October 30, 2008
China’s Ministry of Public Security announced the names of eight Uyghur militants charged with Olympic games-related terrorist activities on October 21. While no actual terrorist incidents were reported during the August games, a Ministry spokesman claimed all the various Uyghur plots were foiled by Chinese security forces (Xinhua, October 21).
The suspects are alleged to be members of the Eastern Turkistan Islamic Movement (ETIM -East Turkistan is the Uyghur term for the western Chinese province of Xinjiang). In the weeks prior to the Olympics, there were video threats from a previously unknown Uyghur Muslim group called the Turkistan Islamic Party (TIP), which claimed responsibility for a number of older incidents they were clearly not involved in before making outlandish threats of massive attacks on Olympic facilities using conventional and chemical weapons. The TIP has not been heard from since. Though a series of bombings and attacks occurred in Xinjiang in August, none were related to the Olympics (except through timing) and no claim of responsibility was issued by the TIP or ETIM.

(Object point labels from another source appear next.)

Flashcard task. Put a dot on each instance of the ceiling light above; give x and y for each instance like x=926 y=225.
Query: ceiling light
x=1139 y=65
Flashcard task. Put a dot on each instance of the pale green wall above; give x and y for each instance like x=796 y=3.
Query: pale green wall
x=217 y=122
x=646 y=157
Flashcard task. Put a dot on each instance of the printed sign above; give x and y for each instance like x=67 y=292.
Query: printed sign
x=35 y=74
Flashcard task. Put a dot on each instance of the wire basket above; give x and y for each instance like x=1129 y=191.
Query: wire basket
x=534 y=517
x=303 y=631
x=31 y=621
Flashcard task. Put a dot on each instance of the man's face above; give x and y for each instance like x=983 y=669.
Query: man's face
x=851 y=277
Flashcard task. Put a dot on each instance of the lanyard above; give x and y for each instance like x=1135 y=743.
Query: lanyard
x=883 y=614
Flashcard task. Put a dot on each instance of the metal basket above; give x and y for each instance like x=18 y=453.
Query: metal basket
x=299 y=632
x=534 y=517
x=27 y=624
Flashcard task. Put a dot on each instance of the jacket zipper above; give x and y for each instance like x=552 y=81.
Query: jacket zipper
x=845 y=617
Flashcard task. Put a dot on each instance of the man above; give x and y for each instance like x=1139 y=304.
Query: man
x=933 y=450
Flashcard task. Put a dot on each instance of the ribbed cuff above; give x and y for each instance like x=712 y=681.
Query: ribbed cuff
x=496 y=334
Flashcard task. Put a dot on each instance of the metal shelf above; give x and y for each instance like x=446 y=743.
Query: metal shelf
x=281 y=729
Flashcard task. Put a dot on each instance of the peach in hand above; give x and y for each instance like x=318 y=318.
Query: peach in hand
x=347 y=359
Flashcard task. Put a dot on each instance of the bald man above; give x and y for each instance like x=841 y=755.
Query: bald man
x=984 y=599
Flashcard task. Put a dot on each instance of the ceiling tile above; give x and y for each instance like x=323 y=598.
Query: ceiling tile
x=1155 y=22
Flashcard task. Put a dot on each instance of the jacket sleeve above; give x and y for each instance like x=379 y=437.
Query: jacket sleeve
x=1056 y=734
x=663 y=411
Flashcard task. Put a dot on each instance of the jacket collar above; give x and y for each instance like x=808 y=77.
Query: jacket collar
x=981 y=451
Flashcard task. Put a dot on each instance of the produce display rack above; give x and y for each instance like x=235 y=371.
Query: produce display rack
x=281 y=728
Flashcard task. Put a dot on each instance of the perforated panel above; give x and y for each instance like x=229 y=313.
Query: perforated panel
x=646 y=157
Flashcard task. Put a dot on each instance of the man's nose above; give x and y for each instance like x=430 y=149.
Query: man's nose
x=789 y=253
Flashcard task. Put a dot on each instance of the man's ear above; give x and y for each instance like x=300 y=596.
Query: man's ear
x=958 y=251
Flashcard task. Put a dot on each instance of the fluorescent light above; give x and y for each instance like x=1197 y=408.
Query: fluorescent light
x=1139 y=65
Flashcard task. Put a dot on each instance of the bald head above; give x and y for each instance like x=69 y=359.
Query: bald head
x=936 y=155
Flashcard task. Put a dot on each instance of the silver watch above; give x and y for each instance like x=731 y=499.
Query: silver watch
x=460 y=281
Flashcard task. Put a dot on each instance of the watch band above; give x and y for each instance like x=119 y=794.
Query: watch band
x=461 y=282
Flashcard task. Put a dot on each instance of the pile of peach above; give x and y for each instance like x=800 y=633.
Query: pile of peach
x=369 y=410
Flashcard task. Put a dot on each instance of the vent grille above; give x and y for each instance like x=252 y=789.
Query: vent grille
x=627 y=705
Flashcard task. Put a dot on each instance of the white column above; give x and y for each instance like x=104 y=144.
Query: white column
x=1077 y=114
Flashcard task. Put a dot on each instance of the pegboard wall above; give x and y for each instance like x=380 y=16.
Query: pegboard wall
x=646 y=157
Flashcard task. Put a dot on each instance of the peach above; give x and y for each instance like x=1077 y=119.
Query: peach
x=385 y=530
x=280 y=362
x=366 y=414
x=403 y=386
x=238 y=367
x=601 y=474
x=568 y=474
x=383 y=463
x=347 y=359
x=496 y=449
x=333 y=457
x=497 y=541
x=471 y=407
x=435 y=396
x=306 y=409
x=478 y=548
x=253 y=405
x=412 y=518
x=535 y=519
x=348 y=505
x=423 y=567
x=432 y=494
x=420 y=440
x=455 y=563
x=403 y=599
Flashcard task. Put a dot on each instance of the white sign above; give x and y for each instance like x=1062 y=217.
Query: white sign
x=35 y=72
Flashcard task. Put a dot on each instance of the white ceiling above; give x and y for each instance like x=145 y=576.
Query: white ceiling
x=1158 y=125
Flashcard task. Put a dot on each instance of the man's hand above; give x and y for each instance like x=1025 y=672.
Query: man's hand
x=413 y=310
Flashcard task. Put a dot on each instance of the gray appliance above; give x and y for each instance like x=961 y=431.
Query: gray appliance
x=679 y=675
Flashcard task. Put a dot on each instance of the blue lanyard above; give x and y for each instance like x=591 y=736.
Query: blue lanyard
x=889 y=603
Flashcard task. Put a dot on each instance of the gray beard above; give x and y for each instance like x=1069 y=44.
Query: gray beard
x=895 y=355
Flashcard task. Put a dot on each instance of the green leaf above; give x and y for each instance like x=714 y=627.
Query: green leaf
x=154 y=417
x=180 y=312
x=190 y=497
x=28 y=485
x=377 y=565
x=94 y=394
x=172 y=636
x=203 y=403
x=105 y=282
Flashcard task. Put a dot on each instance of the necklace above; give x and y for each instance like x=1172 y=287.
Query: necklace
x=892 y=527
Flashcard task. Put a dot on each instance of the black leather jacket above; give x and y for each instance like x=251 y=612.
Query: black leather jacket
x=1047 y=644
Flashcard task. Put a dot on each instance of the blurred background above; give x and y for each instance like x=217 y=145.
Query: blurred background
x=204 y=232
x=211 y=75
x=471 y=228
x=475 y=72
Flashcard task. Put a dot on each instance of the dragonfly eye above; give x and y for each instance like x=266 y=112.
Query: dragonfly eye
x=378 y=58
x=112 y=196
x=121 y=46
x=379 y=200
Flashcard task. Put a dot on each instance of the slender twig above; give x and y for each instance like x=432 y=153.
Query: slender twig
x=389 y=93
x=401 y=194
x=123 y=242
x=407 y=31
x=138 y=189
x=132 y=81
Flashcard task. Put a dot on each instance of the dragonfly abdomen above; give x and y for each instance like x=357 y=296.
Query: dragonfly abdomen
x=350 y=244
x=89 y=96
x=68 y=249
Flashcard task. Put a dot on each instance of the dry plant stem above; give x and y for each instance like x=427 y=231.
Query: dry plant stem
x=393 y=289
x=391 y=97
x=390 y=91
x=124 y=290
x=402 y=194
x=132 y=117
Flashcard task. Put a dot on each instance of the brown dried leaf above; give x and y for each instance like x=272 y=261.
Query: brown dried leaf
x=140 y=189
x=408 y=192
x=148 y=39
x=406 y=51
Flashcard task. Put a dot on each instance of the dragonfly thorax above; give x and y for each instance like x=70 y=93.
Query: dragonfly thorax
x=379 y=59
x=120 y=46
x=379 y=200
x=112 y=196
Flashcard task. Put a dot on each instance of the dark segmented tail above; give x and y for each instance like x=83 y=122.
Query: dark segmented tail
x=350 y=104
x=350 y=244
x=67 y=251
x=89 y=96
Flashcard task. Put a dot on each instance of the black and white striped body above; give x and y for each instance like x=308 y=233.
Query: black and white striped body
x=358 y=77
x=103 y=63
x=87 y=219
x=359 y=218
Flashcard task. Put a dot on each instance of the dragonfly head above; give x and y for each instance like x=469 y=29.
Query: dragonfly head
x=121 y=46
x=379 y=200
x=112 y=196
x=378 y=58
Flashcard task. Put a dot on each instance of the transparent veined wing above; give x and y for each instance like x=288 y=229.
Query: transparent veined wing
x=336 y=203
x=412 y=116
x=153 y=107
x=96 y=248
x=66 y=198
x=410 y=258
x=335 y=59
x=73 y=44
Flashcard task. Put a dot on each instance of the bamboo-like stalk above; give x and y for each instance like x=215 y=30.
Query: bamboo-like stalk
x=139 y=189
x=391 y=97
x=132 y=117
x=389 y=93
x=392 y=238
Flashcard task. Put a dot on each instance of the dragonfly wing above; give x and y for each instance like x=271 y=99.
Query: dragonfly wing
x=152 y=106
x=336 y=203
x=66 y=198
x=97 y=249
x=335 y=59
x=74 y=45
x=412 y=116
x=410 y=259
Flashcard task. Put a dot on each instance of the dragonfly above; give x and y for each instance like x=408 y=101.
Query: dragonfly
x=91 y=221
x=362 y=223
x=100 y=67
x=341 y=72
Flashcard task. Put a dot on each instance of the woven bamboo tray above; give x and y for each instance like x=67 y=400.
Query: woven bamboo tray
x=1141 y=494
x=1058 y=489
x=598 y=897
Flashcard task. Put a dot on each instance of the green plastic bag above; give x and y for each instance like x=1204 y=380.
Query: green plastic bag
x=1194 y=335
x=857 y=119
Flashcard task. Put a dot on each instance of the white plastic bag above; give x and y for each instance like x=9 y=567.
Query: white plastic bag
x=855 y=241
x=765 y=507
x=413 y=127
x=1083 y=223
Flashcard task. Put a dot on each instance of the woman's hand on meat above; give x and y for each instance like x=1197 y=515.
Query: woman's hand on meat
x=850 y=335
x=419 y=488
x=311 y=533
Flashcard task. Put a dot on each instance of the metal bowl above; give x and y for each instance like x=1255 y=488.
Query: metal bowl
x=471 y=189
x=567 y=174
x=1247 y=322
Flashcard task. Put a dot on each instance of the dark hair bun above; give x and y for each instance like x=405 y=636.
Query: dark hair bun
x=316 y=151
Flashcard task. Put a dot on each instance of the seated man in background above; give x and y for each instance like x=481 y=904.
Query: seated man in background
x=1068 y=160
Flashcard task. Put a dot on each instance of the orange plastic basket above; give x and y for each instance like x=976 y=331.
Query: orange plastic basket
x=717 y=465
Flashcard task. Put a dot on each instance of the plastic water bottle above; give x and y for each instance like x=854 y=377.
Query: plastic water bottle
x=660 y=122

There has been little ETIM activity since the death of its leader Hasan Mahsum at the hands of Pakistani troops in October 2003. According to a 2002 Chinese government report that gave exaggerated figures for the size of the movement, the ETIM received training in camps run by al-Qaeda or the Islamic Movement of Uzbekistan (IMU) in Afghanistan prior to 9/11. Chinese security forces claimed Hasan Mahsum received funding from Osama bin Laden, though the late ETIM leader denied any connection to al-Qaeda. The movement received a U.S. designation as a terrorist organization after intense diplomatic pressure from China in 2002.
The new report charges Memtimin Memet (“Memetiming Memeti” in the Xinhua transliteration) with being the successor of Hasan Mahsum as leader of the ETIM. Memet is charged with organizing fundraising and military training before issuing orders in January for terrorist attacks on the Beijing Olympics.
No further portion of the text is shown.